I wasn’t always so comfortable though, and last year, when I spent two months travelling through Thailand, Cambodia and Bali for two months, I definitely wasn’t comfortable.
I was one of the few travellers who didn’t even want to try and learn how to ride a scooter, despite how useful they are in this region. I can’t drive, I’d ridden a bicycle only a handful of times eight years ago, and my sense of perception is so off that when I was in control of a golf buggy aged 18 for my job, I crashed the damn thing straight into a wall and damaged it, when all I needed to do was go straight, straight and straight, not right, right, omg-stop-going-right! Surprisingly, they didn’t sack me, but I guessed it was because the Sultan of Oman had enough money for it not to matter.
Instead I relied on others who were lovely enough to drive whilst I made the back of the scooter heavier. I found that guys were generally keen to show off, going way too fast because they were sadistic enough to like my screaming. One in particular, my ‘holiday boyfriend’ as it were, especially enjoyed it as my hands gripped his waist tightly and as I switched between screeching and giggling. On those rides, I always stepped off the scooter feeling happy, free and exhilarated.
But one night we were stupid. Ridiculously so. After spending the evening at a Thai restaurant in Koh Lanta which also served the best parathas I’d had outside of India, we headed to a reggae themed night at a local bar. There we shared a few drinks, met a few people, and smoked a few joints. They were weak as shit, and because of it I encouraged him to take more inhales, even though he held up his hands and said, ‘but I’m driving us home, I’m driving us home!’ Yet home was only a five minute drive maximum, and Thailand at this time seemed all about indulgence, especially when the sky was alight with stars and everything was so beautiful in the light rain.
He crashed the scooter on the hill leading up to our villa.
Luckily it was incredibly minor and both of us, as well as the bike, emerged unscathed, minus a cut on his ankle or finger, but damn, that was a warning. We sobered up pretty quickly and I felt bad as he continuously apologised, telling him that he shouldn’t. We were both idiots, minds fuzzy and dull from the alcohol and weed, the terrain not its strongest from the damp mud. We rode back without any further incidents, soon laughing at our risk as we sat down and stroked the resident kittens for a while with a cup of tea, thankful that it wasn’t anything serious.

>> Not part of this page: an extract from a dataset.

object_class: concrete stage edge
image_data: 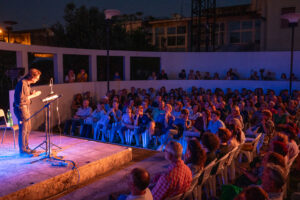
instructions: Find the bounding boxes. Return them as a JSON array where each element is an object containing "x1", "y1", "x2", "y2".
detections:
[{"x1": 0, "y1": 131, "x2": 132, "y2": 200}]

I wouldn’t recommend doing something like that. We were blessed to get off without any injury but I’ve seen some horrendous damage done to people because they fell off a bike from doing something foolish. Sometimes I think back to those images when I’m on an ojek, and although I can laugh at it now when my sober housemate drives quickly enough for me to squeal, I won’t be encouraging myself or anyone else to be drinking or dabbling in something strong and then hopping on a scooter. After all, we’ve all got lives we’d like to live.